At present, research into SCLC patients with liver metastases is limited or only has focused on a special type of lung cancer patient. Combined with the fact that liver metastasis of SCLC patients is relatively high and liver metastasis has a negative impact on prognosis, research on liver metastasis of SCLC patients is very necessary and urgent. To the best of our knowledge, this is the first study that constructed nomograms to predict the CSS and OS of SCLC patients with liver metastasis. In this paper, based on the SEER database, a large number of related information of SCLC patients with liver metastasis was extracted to make the study more widely applicable. Second, oncologists and patients alike want reliable prognostic information for each patient. One of the tools that can achieve this is the nomogram, which creates a simple graphical representation of a statistical prediction model to generate numerical probabilities of clinical events. We established not only the OS prediction model of liver metastasis in SCLC patients, but also the CSS model of liver metastasis in SCLC patients, which can be used by clinicians to predict the OS and CSS of liver metastasis in SCLC patients respectively, thus, improving the survival of SCLC patients with liver metastasis.

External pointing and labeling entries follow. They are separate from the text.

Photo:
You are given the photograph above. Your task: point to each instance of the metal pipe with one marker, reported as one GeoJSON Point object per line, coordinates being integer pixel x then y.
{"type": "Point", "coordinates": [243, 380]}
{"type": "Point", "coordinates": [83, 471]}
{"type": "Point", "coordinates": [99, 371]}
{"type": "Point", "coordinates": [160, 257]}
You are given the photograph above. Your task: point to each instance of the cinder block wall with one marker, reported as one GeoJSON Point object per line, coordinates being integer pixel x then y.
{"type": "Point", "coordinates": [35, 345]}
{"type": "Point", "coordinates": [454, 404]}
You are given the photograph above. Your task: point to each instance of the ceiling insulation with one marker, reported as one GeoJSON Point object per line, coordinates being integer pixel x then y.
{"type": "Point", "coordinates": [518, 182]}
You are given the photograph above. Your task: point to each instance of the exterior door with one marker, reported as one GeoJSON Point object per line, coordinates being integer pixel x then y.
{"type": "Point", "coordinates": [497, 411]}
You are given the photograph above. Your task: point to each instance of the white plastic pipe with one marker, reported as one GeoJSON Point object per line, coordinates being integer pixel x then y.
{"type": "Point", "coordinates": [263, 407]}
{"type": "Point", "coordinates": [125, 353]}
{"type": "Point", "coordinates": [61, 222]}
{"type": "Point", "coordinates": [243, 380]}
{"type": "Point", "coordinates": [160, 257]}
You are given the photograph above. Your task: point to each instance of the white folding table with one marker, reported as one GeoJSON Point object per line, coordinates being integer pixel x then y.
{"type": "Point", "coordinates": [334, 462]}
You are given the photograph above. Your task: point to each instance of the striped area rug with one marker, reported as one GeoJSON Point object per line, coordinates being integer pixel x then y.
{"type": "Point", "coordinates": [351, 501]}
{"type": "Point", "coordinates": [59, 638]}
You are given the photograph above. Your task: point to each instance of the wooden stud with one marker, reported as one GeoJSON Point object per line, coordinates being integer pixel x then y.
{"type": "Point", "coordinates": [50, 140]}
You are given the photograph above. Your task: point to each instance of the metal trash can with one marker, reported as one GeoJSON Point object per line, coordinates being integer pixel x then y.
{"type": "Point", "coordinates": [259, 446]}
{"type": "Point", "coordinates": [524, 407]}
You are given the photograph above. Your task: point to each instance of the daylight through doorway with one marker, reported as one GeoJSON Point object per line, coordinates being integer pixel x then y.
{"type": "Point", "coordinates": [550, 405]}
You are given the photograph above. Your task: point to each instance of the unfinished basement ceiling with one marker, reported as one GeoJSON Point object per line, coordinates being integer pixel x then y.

The limitations of this study should be acknowledged. First, this study is a retrospective study and has its own limitations, which may have influenced our results. Second, due to the lack of information on living environment, lifestyle, adjuvant therapy and commodities, it is impossible to consider all prognostic factors comprehensively, which is also an inherent limitation of the SEER research. Third, no external validation was performed to further evaluate this nomogram, possibly limiting the generalization of our model. Future well-designed prospective studies with large sample sizes are needed to validate the results of this study.

Conclusion

In this study, the prediction models showed excellent predictive performance for predicting survival of SCLC patients with liver metastasis. Clinicians can predict CSS and OS of SCLC patients with liver metastasis by simply incorporating prognostic factors into a nomogram. Early identification of high-risk groups with poor prognoses can enable personalized intervention, improve patient survival.